Naja, diese Täter-Bühne-Argumentation ist schon so oft iteriert worden dass sie mittlerweile Baukastenformat hat, wo es im Grunde in jedem Kontext gezündet wird, wo etwas angeprangert wird, oder etwas das totgeschwiegen wird mal kurz am Schopf aus dem Sumpf gezogen wird.
Um mal beim Thema zu bleiben, es gibt jedenfalls eine bemerkenswerte Diskrepanz.
Es dürfte wohl keinen Straftatbestand geben von dem mehr Menschen betroffen sind als den hier in diversen Facetten illustrierten. Ich kenne auch selbst unglaublich viele Fälle, und da sind sicher noch sehr viel mehr, weil das ist ein Thema über das nur gesprochen wird wenn ein Vertrauensverhältnis vorliegt. Ich halte anhand der erschlagenden Vielzahl, und damit meine ich, ich kenne exakt Null Frauen die diesbezüglich nichts zu erzählen hätten wenn darauf angesprochen und man eine Form von Offenheit in der Beziehung pflegt, die Schätzung 50% noch für eher konservativ.

Dennoch wird es totgeschwiegen. Selbst ich als Mann wurde fast als Kind missbraucht, und ich bin mir sicher, hier gibt es viele Maniacs die ähnliche Erfahrungen gemacht haben und diese für sich behalten, weil, nun ja, genau das ist das Problem. Und man ist es eben selbst der in so einer Lage erstmal Schuldgefühle entwickelt, in meinem Fall konnte ich das alles erst reflektieren als es verjährt war, und bis heute, obwohl der Vorfall 30 Jahre her ist und recht glimpflich ausging, frage ich mich, ob ich irgendwie schuld daran sein könnte wenn andere Menschen von dem Täter missbraucht wurden oder gar bis heute werden, was gar nicht unwahrscheinlich ist weil man damit im Regelfall unsanktioniert durchkommt. Ob das meine Schuld wäre weil ich vor Scham nichts gesagt hab. Wobei es, wenn ich was gesagt hätte, eh kaum Konsequenzen gegeben hätte.
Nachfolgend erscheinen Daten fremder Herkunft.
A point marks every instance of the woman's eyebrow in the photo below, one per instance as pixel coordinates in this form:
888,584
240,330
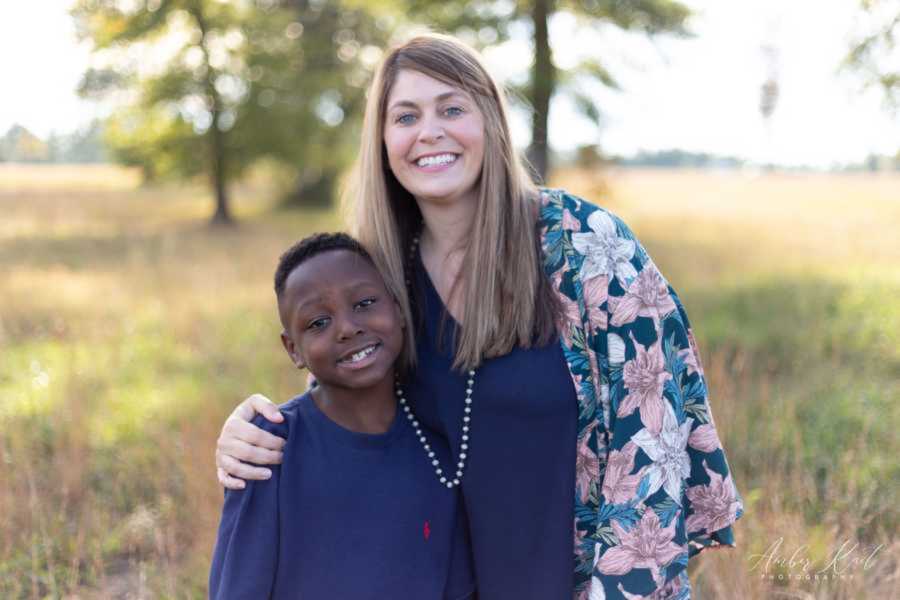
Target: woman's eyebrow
438,98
Jetzt haben wir mal eine Situation wo es für 15 Minuten, "15 Minuten" mal angesprochen wird, etwas bei dem trotz aller medialer Sensationsheischerei so getan wird als existiere es nicht, obwohl absurd viele Menschen schon damit persönliche Erfahrungen gemacht haben.

Und so ein cleverer Mann wie du, und das meine ich komplett unironisch, sieht hier keinen Anlass ein Wort zum eigentlichen Thema zu verlieren und arbeitet sich lieber wegen einem 15-Minuten-Beitrag im gesellschaftlichen Diskussionsvakuum daran ab dass ein Maniac Hexe geschrieben hat, obwohl nach dem etwas reißerischen Header ein komplett bodenständiger und sachlicher Beitrag platziert wurde, und springt nach übertrieben pathetisch formulierter Nachdenklichkeit im vermeintlich ironischen Federkleid zu einer fulminanten Schelle über die im Grunde genau das darstellt was er einen Absatz zuvor kritisiert.
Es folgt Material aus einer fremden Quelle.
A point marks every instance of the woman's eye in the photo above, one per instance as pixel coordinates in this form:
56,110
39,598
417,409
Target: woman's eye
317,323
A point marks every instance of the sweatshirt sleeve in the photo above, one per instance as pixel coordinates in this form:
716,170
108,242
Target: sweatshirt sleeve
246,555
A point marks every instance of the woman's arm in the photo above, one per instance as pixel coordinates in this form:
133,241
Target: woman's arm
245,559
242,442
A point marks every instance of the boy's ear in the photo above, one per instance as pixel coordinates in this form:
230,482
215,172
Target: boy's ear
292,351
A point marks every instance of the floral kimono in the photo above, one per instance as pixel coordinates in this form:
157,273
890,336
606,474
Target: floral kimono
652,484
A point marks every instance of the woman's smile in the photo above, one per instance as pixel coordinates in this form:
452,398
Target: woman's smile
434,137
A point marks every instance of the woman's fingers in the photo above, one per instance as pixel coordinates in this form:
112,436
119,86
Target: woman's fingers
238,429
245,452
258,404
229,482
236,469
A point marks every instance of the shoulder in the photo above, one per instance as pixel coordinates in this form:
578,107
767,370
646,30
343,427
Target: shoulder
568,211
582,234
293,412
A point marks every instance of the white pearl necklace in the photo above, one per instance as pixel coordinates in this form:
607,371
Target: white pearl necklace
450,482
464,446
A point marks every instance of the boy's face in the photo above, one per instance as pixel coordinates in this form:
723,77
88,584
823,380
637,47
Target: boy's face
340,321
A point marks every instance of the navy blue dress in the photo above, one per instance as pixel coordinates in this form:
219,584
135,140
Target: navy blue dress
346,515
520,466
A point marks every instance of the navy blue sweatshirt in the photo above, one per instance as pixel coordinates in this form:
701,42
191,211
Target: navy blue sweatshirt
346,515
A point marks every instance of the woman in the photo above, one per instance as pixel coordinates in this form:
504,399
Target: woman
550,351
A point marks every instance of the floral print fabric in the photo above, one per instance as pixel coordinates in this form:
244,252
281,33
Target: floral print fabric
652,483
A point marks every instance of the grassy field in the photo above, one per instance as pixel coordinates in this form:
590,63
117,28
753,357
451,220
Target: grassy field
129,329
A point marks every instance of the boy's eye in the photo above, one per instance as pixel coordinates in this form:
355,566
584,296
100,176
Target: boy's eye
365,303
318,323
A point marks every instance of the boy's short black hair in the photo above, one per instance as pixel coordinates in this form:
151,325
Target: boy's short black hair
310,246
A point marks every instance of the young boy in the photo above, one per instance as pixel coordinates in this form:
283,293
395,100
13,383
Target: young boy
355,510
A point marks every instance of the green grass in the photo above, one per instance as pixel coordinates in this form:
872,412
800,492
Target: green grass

Der Beitrag als solcher mag ein tiny babystep gewesen, aber sicher keiner in die falsche Richtung. Wenn man hier mal für einen kurzen Augenblick einen Lichtkegel auf etwas wirft von dem die halbe Gesellschaft betroffen ist und das dennoch kaum thematisiert wird, dann ist die Bühnenargumentation in so einem Kontext tatsächlich ziemlich stumpf. Das soll eine Bühne sein? 15 Minuten auf Pro7? Bitch please!
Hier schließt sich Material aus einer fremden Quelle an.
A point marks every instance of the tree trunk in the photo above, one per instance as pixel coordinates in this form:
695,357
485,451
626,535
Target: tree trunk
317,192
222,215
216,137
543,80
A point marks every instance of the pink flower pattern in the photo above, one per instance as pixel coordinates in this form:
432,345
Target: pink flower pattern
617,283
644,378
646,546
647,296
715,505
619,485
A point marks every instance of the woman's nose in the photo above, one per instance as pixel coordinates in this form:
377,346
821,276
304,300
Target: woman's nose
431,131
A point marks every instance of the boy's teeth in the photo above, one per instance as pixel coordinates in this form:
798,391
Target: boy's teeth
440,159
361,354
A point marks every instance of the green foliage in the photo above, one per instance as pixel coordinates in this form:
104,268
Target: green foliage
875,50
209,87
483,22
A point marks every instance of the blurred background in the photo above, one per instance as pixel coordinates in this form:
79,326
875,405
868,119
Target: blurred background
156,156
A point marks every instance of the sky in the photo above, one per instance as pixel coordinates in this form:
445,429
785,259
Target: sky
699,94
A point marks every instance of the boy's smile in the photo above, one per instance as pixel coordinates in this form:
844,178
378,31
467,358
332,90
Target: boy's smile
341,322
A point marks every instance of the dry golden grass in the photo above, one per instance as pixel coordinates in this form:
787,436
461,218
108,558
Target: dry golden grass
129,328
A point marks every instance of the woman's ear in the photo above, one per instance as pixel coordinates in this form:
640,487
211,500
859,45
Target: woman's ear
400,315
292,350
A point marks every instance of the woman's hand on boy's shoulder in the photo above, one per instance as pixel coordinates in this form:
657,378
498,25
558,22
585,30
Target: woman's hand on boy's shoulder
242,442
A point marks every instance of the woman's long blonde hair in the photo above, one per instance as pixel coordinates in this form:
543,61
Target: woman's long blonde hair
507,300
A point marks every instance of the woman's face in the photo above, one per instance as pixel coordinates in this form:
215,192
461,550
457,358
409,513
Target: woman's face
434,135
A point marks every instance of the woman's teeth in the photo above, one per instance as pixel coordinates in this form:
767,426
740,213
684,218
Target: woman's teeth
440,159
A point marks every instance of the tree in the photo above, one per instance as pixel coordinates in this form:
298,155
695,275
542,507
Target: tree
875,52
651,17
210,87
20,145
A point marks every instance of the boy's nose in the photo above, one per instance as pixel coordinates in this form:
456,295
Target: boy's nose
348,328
Diese Argumentation mag so gestrickt sein dass sie über Ursache/Wirkung hinaus denkt, in so einem Kontext ist sie aufreizend bescheuert. Sorry, aber ich halte dieses Adjektiv für durchaus angemessen. Wo soll es denn schon mal sowas gegeben haben dass es eine Veränderung ohne Ansprache gab? Es gibt Probleme die man nicht aussitzen kann, und schon ein rebellisches Aufflackern der Ansprache als Problematik zu begreifen die problematischer und diskussionswürdiger als die dahinter stehende Botschaft dass das halt "Alltag" ist, ich sag mal so, was dich hier beschäftigt und worüber du nach eigener Aussage nachdenken möchtest macht auf eine bittere Weise äußerst transparent wie weit der Weg noch ist bis sich da mal etwas signifikant bessert.